NGOs and the legislative process
All stakeholders, including citizens, NGOs, etc. have an important role in the law making process. But for many stakeholders, the process is not obvious or easily explained.
In PRS, we often receive a number of requests from NGOs about how it is that they can get Parliament to make changes in legislation and what would be productive ways in which citizens can make a difference in the law making process. To address this, PRS has developed a short Primer on “Engaging with Policy Makers: Ideas on Contributing to the Law Making Process”, in which we have tried to explain the process of how a Bill becomes an Act and some of the opportunities for citizen groups to become part of the process.
Sometimes, large parts of a Bill that is introduced in Parliament may not be agreeable to some groups. In such cases there is a tendency among NGOs to sometimes decide to redraft the Bill.
To the extent that NGOs think of redrafting a Bill as a tactical negotiating position, they may have a point in trying to redraft legislation. To the extent that NGOs think of such redrafting as a way to keep the discourse alive on the most important issues in any legislation, such efforts are welcome and useful. But if there is a belief that the Bill introduced in Parliiament will be withdrawn to introduce another Bill on the same subject as drafted by NGOs, then history suggests that the probability of that happening is close to zero. This is not a comment on the quality of the Bill that may be drafted by the group of NGOs, but rather a result of a complex set of issues about lawmaking in India.

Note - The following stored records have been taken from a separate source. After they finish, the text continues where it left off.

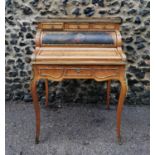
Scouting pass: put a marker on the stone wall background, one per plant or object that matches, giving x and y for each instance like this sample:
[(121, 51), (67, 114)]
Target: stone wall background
[(20, 33)]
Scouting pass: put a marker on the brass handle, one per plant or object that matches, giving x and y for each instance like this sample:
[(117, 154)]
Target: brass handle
[(77, 70)]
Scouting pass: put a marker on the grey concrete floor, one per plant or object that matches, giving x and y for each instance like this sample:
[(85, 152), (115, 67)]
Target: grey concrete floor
[(77, 130)]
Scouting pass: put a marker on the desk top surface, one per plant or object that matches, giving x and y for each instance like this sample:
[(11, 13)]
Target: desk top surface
[(116, 20)]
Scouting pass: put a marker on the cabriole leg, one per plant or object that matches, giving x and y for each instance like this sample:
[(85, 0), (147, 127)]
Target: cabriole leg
[(108, 95), (46, 91), (122, 96), (36, 108)]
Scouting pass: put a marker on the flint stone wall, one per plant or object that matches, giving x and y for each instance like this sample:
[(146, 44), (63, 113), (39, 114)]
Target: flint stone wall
[(20, 33)]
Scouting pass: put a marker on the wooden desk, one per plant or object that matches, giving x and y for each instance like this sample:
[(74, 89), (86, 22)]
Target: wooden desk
[(79, 49)]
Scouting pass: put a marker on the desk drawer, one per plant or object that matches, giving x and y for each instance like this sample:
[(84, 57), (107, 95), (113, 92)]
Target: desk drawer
[(57, 26), (52, 72), (77, 26), (106, 72), (78, 72)]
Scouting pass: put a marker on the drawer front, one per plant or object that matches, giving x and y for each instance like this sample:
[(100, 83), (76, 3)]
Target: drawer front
[(78, 72), (77, 26), (53, 72), (97, 26), (53, 26), (106, 72)]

Despite the odds, there are some recent examples in which NGOs were able to bring about significant changes to Bills in Parliament. The Right to Information Act stands out as one of the best examples in recent times. On the recently passed Right to Education Bill, NGOs were able to exert sufficient pressure to bring about changes in the Bill, and also get the government to bring in an amendment Bill to make further changes. In the Seeds Bill which was introduced in 2004, the Government appears to have agreed to bring about important changes thanks to the efforts of a number of farmer groups approaching the government directly, and through their local MPs and political parties.
It would be useful if we can get more examples/ comments/ suggestions about how some NGOs were able to bring about these changes in Bills. This will help more people understand how their voices can be heard in the corridors of power.